OpenShift and Kubernetes, among other things, provide a complete container runtime environment. As part of understanding any runtime environment, it’s important to know the expectations for building highly available applications. Thankfully, OpenShift and Kubernetes make this quite simple.
Build your application components (e.g. web framework, messaging tier, datastore) to scale and always scale them to at least 2 pods. OpenShift’s default scheduler configuration will make sure those two pods end up on separate nodes. This is the minimum requirement to make sure an upgrade or maintenance update can work on 1 node at a time and not cause any application component downtime.
If an application component needs to satisfy a minimum throughput requirement that can’t be met with only 1 pod, you’ll need to scale that component to the point where removing 1 pod will leave enough compute power to satisfy demand. Using horizontal pod autoscaling is also a good way to ensure you always have enough capacity.
Building your application components to scale can be difficult, especially if a component requires state. As a general rule, it’s best to avoid shared storage for applications that desire scale. Shared storage can be a pain point when dealing with concurrency as well as a performance bottleneck.
However, for application components that require unique persistent storage for each pod, we’ve introduced a new tech preview feature called StatefulSets in OpenShift 3.4 to help alleviate most of the complex, state-related problems. The primary innovation of StatefulSets is they give an identity to each pod of the set that corresponds to that pod’s persistent volume(s). If a pod of a StatefulSet is lost, a new pod with the same virtual identity is reinstantiated and the associated storage is reattached. This process mirrors what happens manually in most situations today and makes it easier than ever to run stateful applications at scale.
Of relevance, there is currently a feature being developed in Kubernetes to provide more advanced capabilities for pods to declare their minimum availability. The feature is called pod disruption budget and is currently due to be available in OpenShift 3.6.
As a cluster admin, you’ll want to set predicates, priorities, and node labels to let applications take advantage of the HA characteristics of your cluster topology. More info on scheduling and topology options can be found in one of my previous posts.

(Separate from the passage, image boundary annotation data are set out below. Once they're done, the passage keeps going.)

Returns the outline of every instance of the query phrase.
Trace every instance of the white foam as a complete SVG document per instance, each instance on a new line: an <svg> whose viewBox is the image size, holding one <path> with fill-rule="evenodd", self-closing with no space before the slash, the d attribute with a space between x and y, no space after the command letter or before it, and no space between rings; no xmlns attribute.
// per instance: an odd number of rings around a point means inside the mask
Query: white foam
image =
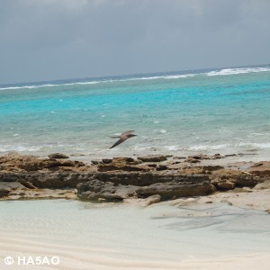
<svg viewBox="0 0 270 270"><path fill-rule="evenodd" d="M67 84L45 84L45 85L40 85L40 86L0 87L0 90L38 89L38 88L41 88L41 87L70 86L80 86L80 85L87 86L87 85L95 85L95 84L101 84L101 83L128 82L128 81L137 81L137 80L177 79L177 78L191 77L191 76L195 76L195 74L184 74L184 75L130 77L130 78L126 78L126 79L110 79L110 80L100 80L100 81L76 82L76 83L67 83Z"/></svg>
<svg viewBox="0 0 270 270"><path fill-rule="evenodd" d="M224 75L237 75L252 72L266 72L270 71L270 68L223 68L221 70L210 71L206 76L224 76Z"/></svg>

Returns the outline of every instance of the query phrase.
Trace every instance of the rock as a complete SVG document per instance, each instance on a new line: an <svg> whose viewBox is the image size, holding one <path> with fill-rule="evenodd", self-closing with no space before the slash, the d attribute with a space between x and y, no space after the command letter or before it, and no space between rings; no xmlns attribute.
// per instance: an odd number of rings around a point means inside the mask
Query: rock
<svg viewBox="0 0 270 270"><path fill-rule="evenodd" d="M159 165L156 167L157 171L165 171L167 169L168 169L168 167L166 165Z"/></svg>
<svg viewBox="0 0 270 270"><path fill-rule="evenodd" d="M267 180L264 183L257 184L253 189L254 190L270 189L270 180Z"/></svg>
<svg viewBox="0 0 270 270"><path fill-rule="evenodd" d="M207 195L215 192L215 187L209 182L196 184L183 184L177 182L156 183L137 190L139 198L146 198L158 194L161 200L177 199L180 197L192 197Z"/></svg>
<svg viewBox="0 0 270 270"><path fill-rule="evenodd" d="M219 182L215 184L217 190L227 191L235 188L235 183L230 180Z"/></svg>
<svg viewBox="0 0 270 270"><path fill-rule="evenodd" d="M134 196L136 186L116 185L112 182L92 180L86 183L80 183L76 186L77 196L85 201L122 201L128 197Z"/></svg>
<svg viewBox="0 0 270 270"><path fill-rule="evenodd" d="M189 162L189 163L199 163L201 162L198 158L194 158L193 157L188 157L186 159L184 159L184 162Z"/></svg>
<svg viewBox="0 0 270 270"><path fill-rule="evenodd" d="M141 172L148 171L147 166L115 166L115 165L99 165L97 166L99 172L110 172L110 171L125 171L125 172Z"/></svg>
<svg viewBox="0 0 270 270"><path fill-rule="evenodd" d="M247 172L258 176L270 176L270 161L256 163Z"/></svg>
<svg viewBox="0 0 270 270"><path fill-rule="evenodd" d="M48 155L48 157L50 158L55 158L55 159L58 159L58 158L69 158L68 156L62 154L62 153L52 153Z"/></svg>
<svg viewBox="0 0 270 270"><path fill-rule="evenodd" d="M166 157L165 156L156 156L156 155L149 155L145 157L139 157L139 160L142 162L161 162L166 160Z"/></svg>
<svg viewBox="0 0 270 270"><path fill-rule="evenodd" d="M111 164L112 162L112 158L103 158L104 164Z"/></svg>

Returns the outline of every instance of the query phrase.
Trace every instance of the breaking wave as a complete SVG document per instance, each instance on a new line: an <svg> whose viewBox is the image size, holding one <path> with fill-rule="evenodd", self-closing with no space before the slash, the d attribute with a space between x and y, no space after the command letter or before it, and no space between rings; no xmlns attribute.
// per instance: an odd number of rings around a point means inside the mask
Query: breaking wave
<svg viewBox="0 0 270 270"><path fill-rule="evenodd" d="M213 70L206 73L206 76L224 76L224 75L237 75L253 72L266 72L270 71L269 67L265 68L223 68L221 70Z"/></svg>

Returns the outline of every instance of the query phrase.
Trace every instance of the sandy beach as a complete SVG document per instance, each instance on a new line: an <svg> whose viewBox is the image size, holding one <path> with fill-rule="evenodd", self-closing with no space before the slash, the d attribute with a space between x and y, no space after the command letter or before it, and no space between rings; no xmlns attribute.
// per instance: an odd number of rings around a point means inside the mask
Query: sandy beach
<svg viewBox="0 0 270 270"><path fill-rule="evenodd" d="M0 202L1 269L268 269L270 190L144 199ZM6 266L4 258L14 264ZM58 256L18 266L18 256Z"/></svg>

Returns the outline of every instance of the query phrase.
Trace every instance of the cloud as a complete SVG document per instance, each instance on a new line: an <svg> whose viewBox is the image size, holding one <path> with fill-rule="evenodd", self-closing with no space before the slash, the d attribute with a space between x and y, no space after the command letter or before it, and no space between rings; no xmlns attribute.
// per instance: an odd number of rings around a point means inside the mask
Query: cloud
<svg viewBox="0 0 270 270"><path fill-rule="evenodd" d="M267 0L0 2L0 84L270 62Z"/></svg>

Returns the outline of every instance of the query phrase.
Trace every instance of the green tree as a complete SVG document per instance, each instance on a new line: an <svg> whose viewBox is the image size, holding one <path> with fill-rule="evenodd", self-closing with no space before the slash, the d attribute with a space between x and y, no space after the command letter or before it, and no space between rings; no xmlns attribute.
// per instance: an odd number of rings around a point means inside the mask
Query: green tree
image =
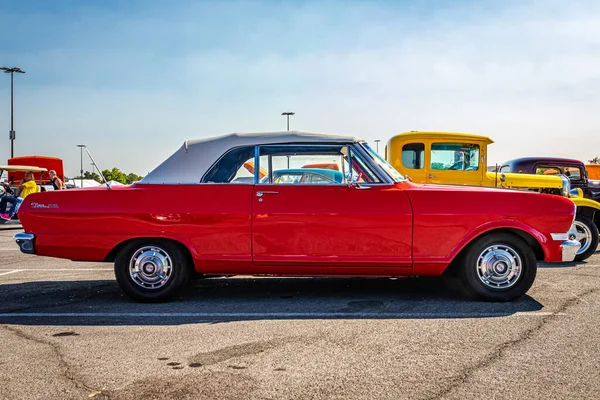
<svg viewBox="0 0 600 400"><path fill-rule="evenodd" d="M73 179L81 179L81 175L77 175ZM89 171L85 171L83 173L83 179L93 179L96 182L100 182L100 183L102 182L102 178L100 178L100 175L98 175L95 172L89 172Z"/></svg>
<svg viewBox="0 0 600 400"><path fill-rule="evenodd" d="M121 172L121 170L117 167L110 170L103 170L102 175L104 175L104 179L106 179L106 181L115 181L122 184L127 184L127 175Z"/></svg>

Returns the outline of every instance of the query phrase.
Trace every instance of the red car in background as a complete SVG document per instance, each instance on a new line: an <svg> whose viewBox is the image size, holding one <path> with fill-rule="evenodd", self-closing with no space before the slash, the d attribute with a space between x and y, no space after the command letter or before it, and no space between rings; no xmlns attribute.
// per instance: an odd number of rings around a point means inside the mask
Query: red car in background
<svg viewBox="0 0 600 400"><path fill-rule="evenodd" d="M48 156L21 156L13 157L8 159L8 165L31 165L34 167L46 168L46 170L56 171L56 176L65 182L65 167L63 160L57 157ZM15 172L11 176L14 176L15 182L20 182L23 179L25 172ZM33 173L35 181L40 184L48 184L50 177L48 174L44 176L40 175L39 172Z"/></svg>
<svg viewBox="0 0 600 400"><path fill-rule="evenodd" d="M324 164L341 182L273 179ZM194 271L445 274L470 296L507 301L531 287L537 260L572 261L580 246L569 199L413 184L360 139L305 132L186 141L130 187L32 194L19 215L21 251L114 262L141 301L171 298Z"/></svg>

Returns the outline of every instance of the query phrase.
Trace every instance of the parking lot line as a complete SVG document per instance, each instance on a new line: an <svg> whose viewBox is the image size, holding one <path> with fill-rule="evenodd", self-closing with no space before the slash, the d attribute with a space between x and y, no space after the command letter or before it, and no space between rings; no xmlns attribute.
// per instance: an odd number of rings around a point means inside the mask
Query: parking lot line
<svg viewBox="0 0 600 400"><path fill-rule="evenodd" d="M178 312L158 312L158 313L0 313L0 318L376 318L376 319L395 319L395 318L485 318L485 317L547 317L551 315L566 315L565 313L556 313L551 311L534 312L515 312L513 314L493 313L493 312L473 312L473 313L178 313Z"/></svg>
<svg viewBox="0 0 600 400"><path fill-rule="evenodd" d="M8 275L8 274L14 274L15 272L21 272L21 271L22 270L20 270L20 269L13 269L13 270L10 270L8 272L0 272L0 276L2 276L2 275Z"/></svg>
<svg viewBox="0 0 600 400"><path fill-rule="evenodd" d="M6 268L0 268L0 271L12 271ZM48 272L56 272L56 271L114 271L113 268L27 268L27 269L17 269L14 270L20 272L29 272L29 271L48 271ZM5 275L0 273L0 275Z"/></svg>

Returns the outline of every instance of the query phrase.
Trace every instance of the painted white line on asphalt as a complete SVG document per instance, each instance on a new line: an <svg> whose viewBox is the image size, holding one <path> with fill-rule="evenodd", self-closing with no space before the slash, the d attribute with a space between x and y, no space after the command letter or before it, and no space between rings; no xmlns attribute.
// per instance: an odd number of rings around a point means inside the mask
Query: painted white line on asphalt
<svg viewBox="0 0 600 400"><path fill-rule="evenodd" d="M8 269L6 268L0 268L0 271L8 271ZM48 272L55 272L55 271L114 271L113 268L27 268L27 269L20 269L19 271L21 272L28 272L28 271L48 271ZM2 275L2 274L0 274Z"/></svg>
<svg viewBox="0 0 600 400"><path fill-rule="evenodd" d="M21 272L21 270L20 269L13 269L12 271L2 272L2 273L0 273L0 276L2 276L2 275L8 275L8 274L14 274L15 272Z"/></svg>
<svg viewBox="0 0 600 400"><path fill-rule="evenodd" d="M566 315L546 311L505 313L0 313L0 318L485 318Z"/></svg>

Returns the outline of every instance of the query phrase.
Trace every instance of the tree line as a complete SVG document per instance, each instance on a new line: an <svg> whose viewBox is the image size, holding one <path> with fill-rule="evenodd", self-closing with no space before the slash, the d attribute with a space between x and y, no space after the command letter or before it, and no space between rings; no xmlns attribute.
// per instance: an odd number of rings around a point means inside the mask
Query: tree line
<svg viewBox="0 0 600 400"><path fill-rule="evenodd" d="M104 175L104 179L106 179L107 182L115 181L115 182L120 182L124 185L130 185L133 182L137 182L143 178L143 176L134 174L133 172L126 174L123 171L121 171L119 168L116 168L116 167L113 169L102 170L102 175ZM76 176L73 179L81 179L81 175ZM84 172L83 179L93 179L96 182L104 183L104 182L102 182L102 178L100 177L100 175L98 175L95 172L89 172L89 171Z"/></svg>

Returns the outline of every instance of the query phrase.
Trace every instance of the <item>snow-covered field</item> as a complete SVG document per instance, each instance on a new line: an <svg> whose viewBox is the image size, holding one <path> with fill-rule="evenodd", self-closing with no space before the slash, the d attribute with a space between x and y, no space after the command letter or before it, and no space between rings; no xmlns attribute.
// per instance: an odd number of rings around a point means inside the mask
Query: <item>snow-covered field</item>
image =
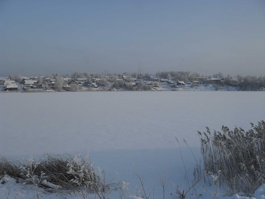
<svg viewBox="0 0 265 199"><path fill-rule="evenodd" d="M0 93L0 155L25 158L89 151L107 179L118 172L132 194L140 185L132 162L152 184L150 166L161 172L161 162L170 183L186 185L175 136L185 139L198 156L197 131L206 126L220 131L223 125L248 130L250 122L264 119L264 97L251 92ZM181 142L191 178L195 161ZM155 183L156 197L161 197ZM173 190L169 185L167 198Z"/></svg>

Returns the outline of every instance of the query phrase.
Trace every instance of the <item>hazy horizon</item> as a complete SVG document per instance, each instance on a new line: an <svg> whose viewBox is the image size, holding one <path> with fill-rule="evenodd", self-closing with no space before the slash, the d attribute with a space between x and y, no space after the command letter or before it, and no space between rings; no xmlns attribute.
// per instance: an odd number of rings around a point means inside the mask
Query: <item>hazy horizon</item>
<svg viewBox="0 0 265 199"><path fill-rule="evenodd" d="M0 77L265 75L265 1L0 1Z"/></svg>

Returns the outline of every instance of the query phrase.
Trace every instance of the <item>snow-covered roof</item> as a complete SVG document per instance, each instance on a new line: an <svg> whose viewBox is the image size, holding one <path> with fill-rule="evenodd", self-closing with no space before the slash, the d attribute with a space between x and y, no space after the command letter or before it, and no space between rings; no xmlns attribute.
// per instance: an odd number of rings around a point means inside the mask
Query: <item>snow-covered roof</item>
<svg viewBox="0 0 265 199"><path fill-rule="evenodd" d="M17 85L7 85L6 86L5 88L17 88Z"/></svg>
<svg viewBox="0 0 265 199"><path fill-rule="evenodd" d="M25 84L32 84L37 83L36 80L25 80Z"/></svg>
<svg viewBox="0 0 265 199"><path fill-rule="evenodd" d="M209 80L224 80L223 78L210 78L210 79L206 79L205 81L207 81Z"/></svg>
<svg viewBox="0 0 265 199"><path fill-rule="evenodd" d="M129 83L126 83L125 84L126 85L136 85L134 82L129 82Z"/></svg>
<svg viewBox="0 0 265 199"><path fill-rule="evenodd" d="M179 84L186 84L183 81L179 81L178 82Z"/></svg>
<svg viewBox="0 0 265 199"><path fill-rule="evenodd" d="M12 80L5 80L5 83L9 83L10 84L15 84L15 81L14 81Z"/></svg>
<svg viewBox="0 0 265 199"><path fill-rule="evenodd" d="M67 81L67 82L77 82L76 81L75 81L74 80L73 80L72 79L69 80L68 81Z"/></svg>

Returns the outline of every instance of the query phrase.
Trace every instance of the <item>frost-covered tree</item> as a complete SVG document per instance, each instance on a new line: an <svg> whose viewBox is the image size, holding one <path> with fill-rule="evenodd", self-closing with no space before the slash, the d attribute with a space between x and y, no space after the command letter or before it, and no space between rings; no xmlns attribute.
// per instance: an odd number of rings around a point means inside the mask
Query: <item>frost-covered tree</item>
<svg viewBox="0 0 265 199"><path fill-rule="evenodd" d="M132 76L130 75L126 75L126 78L125 78L125 80L128 83L129 83L130 81L132 80Z"/></svg>
<svg viewBox="0 0 265 199"><path fill-rule="evenodd" d="M172 77L171 77L171 76L170 75L170 73L169 73L167 74L167 76L166 79L167 79L169 80Z"/></svg>
<svg viewBox="0 0 265 199"><path fill-rule="evenodd" d="M82 88L81 86L76 84L72 84L69 86L69 90L70 91L79 91L81 90L81 89Z"/></svg>
<svg viewBox="0 0 265 199"><path fill-rule="evenodd" d="M64 81L63 78L59 76L56 76L55 79L55 89L57 90L60 90L63 88Z"/></svg>
<svg viewBox="0 0 265 199"><path fill-rule="evenodd" d="M125 83L125 81L123 80L116 80L115 82L115 83L117 84L118 87L123 88L123 85L124 85L124 83Z"/></svg>
<svg viewBox="0 0 265 199"><path fill-rule="evenodd" d="M42 83L42 77L41 75L39 75L38 77L39 79L39 83L41 84Z"/></svg>
<svg viewBox="0 0 265 199"><path fill-rule="evenodd" d="M111 88L111 83L109 82L106 80L104 81L104 83L105 85L105 89L106 90L109 90Z"/></svg>
<svg viewBox="0 0 265 199"><path fill-rule="evenodd" d="M112 83L114 82L117 80L117 76L113 74L111 74L109 76L109 78Z"/></svg>
<svg viewBox="0 0 265 199"><path fill-rule="evenodd" d="M47 90L47 89L48 89L48 83L47 81L45 82L45 90Z"/></svg>
<svg viewBox="0 0 265 199"><path fill-rule="evenodd" d="M19 74L17 75L17 80L19 83L20 83L20 82L22 81L22 77L20 74Z"/></svg>

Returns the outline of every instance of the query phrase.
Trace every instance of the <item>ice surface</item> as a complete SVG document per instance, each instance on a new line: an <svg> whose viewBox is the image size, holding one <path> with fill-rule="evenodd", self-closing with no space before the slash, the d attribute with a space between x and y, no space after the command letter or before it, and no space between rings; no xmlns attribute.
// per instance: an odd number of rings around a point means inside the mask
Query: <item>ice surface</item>
<svg viewBox="0 0 265 199"><path fill-rule="evenodd" d="M265 92L0 93L0 154L198 146L197 131L264 119Z"/></svg>
<svg viewBox="0 0 265 199"><path fill-rule="evenodd" d="M133 162L151 186L155 180L156 198L162 192L150 166L162 173L161 162L170 178L169 198L171 183L187 186L175 136L192 179L196 161L182 139L199 157L197 131L205 131L206 126L220 131L223 125L248 130L250 123L264 119L264 97L265 92L251 92L0 93L0 155L37 159L47 152L88 151L107 181L118 173L135 195L140 185Z"/></svg>

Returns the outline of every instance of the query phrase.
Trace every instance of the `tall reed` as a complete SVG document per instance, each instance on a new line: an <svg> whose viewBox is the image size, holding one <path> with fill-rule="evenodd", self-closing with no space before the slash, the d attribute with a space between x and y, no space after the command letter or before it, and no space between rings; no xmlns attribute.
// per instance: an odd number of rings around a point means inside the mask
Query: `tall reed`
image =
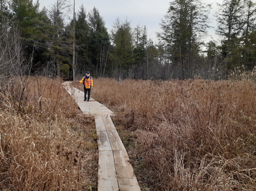
<svg viewBox="0 0 256 191"><path fill-rule="evenodd" d="M256 84L94 81L142 190L255 190Z"/></svg>
<svg viewBox="0 0 256 191"><path fill-rule="evenodd" d="M0 93L0 189L96 190L94 119L80 113L61 79L30 79L20 104L18 82Z"/></svg>

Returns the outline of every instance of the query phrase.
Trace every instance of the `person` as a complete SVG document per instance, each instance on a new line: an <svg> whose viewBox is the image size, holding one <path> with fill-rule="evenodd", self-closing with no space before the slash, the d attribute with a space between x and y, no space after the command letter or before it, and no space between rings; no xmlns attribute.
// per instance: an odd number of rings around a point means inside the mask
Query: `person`
<svg viewBox="0 0 256 191"><path fill-rule="evenodd" d="M90 94L91 94L91 89L92 88L93 84L92 84L92 78L90 76L90 72L86 72L86 75L83 77L83 79L77 82L80 84L83 83L84 84L84 101L86 100L86 94L88 92L88 96L87 96L87 101L89 102L90 100Z"/></svg>

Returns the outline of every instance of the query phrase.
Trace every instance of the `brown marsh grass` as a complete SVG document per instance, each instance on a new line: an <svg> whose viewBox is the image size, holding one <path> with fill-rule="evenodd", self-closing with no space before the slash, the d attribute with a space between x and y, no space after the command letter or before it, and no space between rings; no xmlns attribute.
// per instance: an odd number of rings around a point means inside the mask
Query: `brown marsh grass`
<svg viewBox="0 0 256 191"><path fill-rule="evenodd" d="M30 80L21 99L18 82L0 92L0 190L95 190L94 119L80 113L61 79Z"/></svg>
<svg viewBox="0 0 256 191"><path fill-rule="evenodd" d="M142 190L256 189L255 83L94 79Z"/></svg>

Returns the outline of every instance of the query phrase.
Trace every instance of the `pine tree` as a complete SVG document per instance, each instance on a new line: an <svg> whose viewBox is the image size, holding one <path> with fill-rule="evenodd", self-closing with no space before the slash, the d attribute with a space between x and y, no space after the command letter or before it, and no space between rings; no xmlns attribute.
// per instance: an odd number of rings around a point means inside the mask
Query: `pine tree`
<svg viewBox="0 0 256 191"><path fill-rule="evenodd" d="M178 66L183 78L193 77L210 7L199 0L174 0L160 24L162 32L158 37L168 55L165 63Z"/></svg>
<svg viewBox="0 0 256 191"><path fill-rule="evenodd" d="M114 44L110 58L115 77L133 78L134 57L132 32L130 23L127 19L124 22L117 18L112 31Z"/></svg>
<svg viewBox="0 0 256 191"><path fill-rule="evenodd" d="M224 58L228 63L232 61L231 51L238 48L238 39L244 24L242 16L244 6L241 0L224 0L221 5L218 5L218 26L216 32L223 37L220 48L223 50Z"/></svg>

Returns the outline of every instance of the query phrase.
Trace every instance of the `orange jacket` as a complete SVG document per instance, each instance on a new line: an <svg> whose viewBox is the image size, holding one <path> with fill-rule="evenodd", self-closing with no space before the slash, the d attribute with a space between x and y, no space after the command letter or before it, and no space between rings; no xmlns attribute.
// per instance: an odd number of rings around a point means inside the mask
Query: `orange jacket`
<svg viewBox="0 0 256 191"><path fill-rule="evenodd" d="M91 88L91 87L92 87L93 86L93 84L92 83L92 78L90 76L89 78L87 79L86 78L84 77L85 76L83 77L83 79L79 81L79 83L80 83L80 84L83 83L84 82L84 82L85 83L85 88L87 89L89 89L89 88ZM89 86L88 85L88 80L89 84L90 84L89 83L90 79L91 79L91 86Z"/></svg>

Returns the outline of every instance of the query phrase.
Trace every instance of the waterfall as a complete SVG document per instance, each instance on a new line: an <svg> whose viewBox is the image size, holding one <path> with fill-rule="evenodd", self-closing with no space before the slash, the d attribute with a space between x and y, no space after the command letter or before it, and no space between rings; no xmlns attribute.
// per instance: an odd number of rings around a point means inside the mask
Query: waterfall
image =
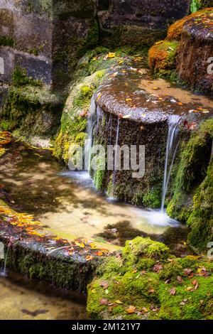
<svg viewBox="0 0 213 334"><path fill-rule="evenodd" d="M178 115L172 115L168 119L168 134L166 143L165 161L161 202L162 213L163 213L164 211L165 199L167 194L174 160L179 145L178 137L179 131L178 124L180 120L180 117Z"/></svg>
<svg viewBox="0 0 213 334"><path fill-rule="evenodd" d="M90 170L90 161L91 161L91 149L93 142L93 131L95 124L95 113L96 113L96 102L94 96L91 99L90 107L89 110L88 122L87 122L87 134L88 139L87 140L84 147L84 170Z"/></svg>
<svg viewBox="0 0 213 334"><path fill-rule="evenodd" d="M9 249L9 247L8 247L7 251L6 251L6 255L5 255L4 268L3 268L3 269L0 271L0 276L1 276L2 277L7 277L7 274L6 274L6 262L7 262Z"/></svg>
<svg viewBox="0 0 213 334"><path fill-rule="evenodd" d="M120 130L120 119L118 118L118 123L117 123L117 127L116 127L116 142L115 142L116 146L115 146L115 153L114 153L114 164L113 179L112 179L113 193L114 190L115 177L116 177L116 173L118 145L119 145L119 130Z"/></svg>

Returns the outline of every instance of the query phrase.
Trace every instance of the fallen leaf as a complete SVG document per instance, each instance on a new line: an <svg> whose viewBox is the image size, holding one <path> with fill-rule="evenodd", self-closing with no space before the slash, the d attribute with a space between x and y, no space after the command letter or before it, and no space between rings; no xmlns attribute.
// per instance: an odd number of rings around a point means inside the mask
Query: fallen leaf
<svg viewBox="0 0 213 334"><path fill-rule="evenodd" d="M116 304L122 304L122 303L123 303L122 301L119 301L119 299L117 299L116 301L115 301L115 303L116 303Z"/></svg>
<svg viewBox="0 0 213 334"><path fill-rule="evenodd" d="M163 269L163 266L162 266L162 264L160 264L159 263L159 264L155 264L155 266L154 266L153 268L153 271L158 272L158 271L160 271L162 270L162 269Z"/></svg>
<svg viewBox="0 0 213 334"><path fill-rule="evenodd" d="M136 310L136 308L133 306L133 305L130 305L128 308L126 308L126 311L128 313L134 313Z"/></svg>
<svg viewBox="0 0 213 334"><path fill-rule="evenodd" d="M103 281L100 283L100 286L104 289L107 289L109 287L109 284L107 282Z"/></svg>
<svg viewBox="0 0 213 334"><path fill-rule="evenodd" d="M176 293L176 289L175 288L172 288L170 289L170 294L171 296L175 296L175 294Z"/></svg>
<svg viewBox="0 0 213 334"><path fill-rule="evenodd" d="M96 102L97 102L102 97L102 93L99 93L97 98L96 99Z"/></svg>
<svg viewBox="0 0 213 334"><path fill-rule="evenodd" d="M193 291L192 286L188 286L186 289L186 291L192 292Z"/></svg>
<svg viewBox="0 0 213 334"><path fill-rule="evenodd" d="M185 275L190 275L190 274L192 274L192 270L186 268L185 269L184 269L183 272Z"/></svg>
<svg viewBox="0 0 213 334"><path fill-rule="evenodd" d="M197 283L197 279L193 279L193 281L192 281L192 284L193 284L193 285L196 285Z"/></svg>
<svg viewBox="0 0 213 334"><path fill-rule="evenodd" d="M179 283L182 283L183 282L182 279L180 276L177 276L177 281L178 281Z"/></svg>
<svg viewBox="0 0 213 334"><path fill-rule="evenodd" d="M115 58L115 53L109 52L107 55L107 58Z"/></svg>
<svg viewBox="0 0 213 334"><path fill-rule="evenodd" d="M106 299L106 298L102 298L102 299L100 300L100 305L108 305L109 301L108 299Z"/></svg>
<svg viewBox="0 0 213 334"><path fill-rule="evenodd" d="M150 289L148 290L148 292L149 292L150 293L154 293L155 292L155 290L154 289Z"/></svg>

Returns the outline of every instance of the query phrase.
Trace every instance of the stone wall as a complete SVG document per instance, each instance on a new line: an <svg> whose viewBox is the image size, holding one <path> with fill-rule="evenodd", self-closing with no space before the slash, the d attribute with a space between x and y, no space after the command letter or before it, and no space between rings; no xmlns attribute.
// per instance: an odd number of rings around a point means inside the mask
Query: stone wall
<svg viewBox="0 0 213 334"><path fill-rule="evenodd" d="M108 3L108 10L102 4ZM167 25L189 12L190 0L98 0L102 26L135 25L151 28L165 28Z"/></svg>
<svg viewBox="0 0 213 334"><path fill-rule="evenodd" d="M143 47L146 41L155 41L156 30L185 15L189 4L190 0L1 0L0 57L4 69L0 69L0 81L9 82L19 65L34 79L64 87L77 60L97 44L102 31L119 28L117 38L110 41L130 45L138 41Z"/></svg>

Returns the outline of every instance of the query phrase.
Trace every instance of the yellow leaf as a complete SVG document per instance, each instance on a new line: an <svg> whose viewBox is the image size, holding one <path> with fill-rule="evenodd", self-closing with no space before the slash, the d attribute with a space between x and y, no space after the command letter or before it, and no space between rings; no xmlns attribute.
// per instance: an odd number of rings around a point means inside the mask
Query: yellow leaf
<svg viewBox="0 0 213 334"><path fill-rule="evenodd" d="M131 313L134 313L136 310L136 308L133 306L133 305L130 305L128 308L126 308L126 311L131 314Z"/></svg>
<svg viewBox="0 0 213 334"><path fill-rule="evenodd" d="M158 45L159 44L161 44L163 42L163 41L159 41L159 42L155 43L155 45Z"/></svg>
<svg viewBox="0 0 213 334"><path fill-rule="evenodd" d="M97 102L100 99L101 96L102 96L102 93L99 93L99 94L98 95L98 97L97 97L97 99L96 99L96 102Z"/></svg>
<svg viewBox="0 0 213 334"><path fill-rule="evenodd" d="M115 58L115 53L109 52L107 55L107 58Z"/></svg>
<svg viewBox="0 0 213 334"><path fill-rule="evenodd" d="M122 303L123 303L122 301L119 301L119 299L117 299L116 301L115 301L115 303L116 303L116 304L122 304Z"/></svg>

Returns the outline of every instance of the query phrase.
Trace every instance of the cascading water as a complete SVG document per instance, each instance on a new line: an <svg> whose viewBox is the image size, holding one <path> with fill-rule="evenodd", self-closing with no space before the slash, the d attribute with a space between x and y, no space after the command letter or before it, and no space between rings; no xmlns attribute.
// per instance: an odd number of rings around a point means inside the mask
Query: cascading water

As a user, you should be aware of what topology options are available to you as well as how your application may behave with different topologies. Some questions you might want to ask are:
- Can you handle traffic within the pods of a service crossing zones (e.g. datastore replicaset)?
- Can you handle traffic from one service talking to another service crossing zones (e.g. web framework -> datastore)?
You can replace zone in those questions with rack or region or any other division that’s offered. After answering these questions, the work required may be very little. If, for example, you are only dealing with multiple zones and you can live with the default configuration (Ex: anti-affinity for pods within a service), then you can accept the defaults and know that all your pods will be spread nicely. But if you require a copy of your application stack in each zone, you’re going to need to create multiple services (1 for each zone) and set the corresponding zone label selector on each copy of your application stack. With most cloud providers, the latency between zones is quite low and it’s possible for many applications to operate fine with service zone anti-affinity to get a high level of HA with fairly little work.
When deploying your application, it’s important to tune based on memory and cpu consumption. Images provided by OpenShift will auto-tune themselves based on how much memory they are allocated, so you’ll simply need to allocate enough for your application to function properly. If you are building a custom image, you’ll be responsible for auto-tuning your application runtime based on the resource limits set. More details can be found here.
To ensure OpenShift is able to recognize when your application is healthy, liveness and readiness probes can be used detect when a pod is in a bad state and should be taken out of (or never added into) rotation. Liveness and readiness checks are implemented as either HTTP calls, container executions, or TCP socket calls and can contain any sort of custom logic to validate an application component is healthy.
High availability is a complicated topic and I have only addressed how to think about HA with OpenShift and Kubernetes. Hopefully, if you desire HA, you have already thought through the myriad of complications when dealing with HA for your application. What OpenShift/Kubernetes adds to the equation should only make things easier.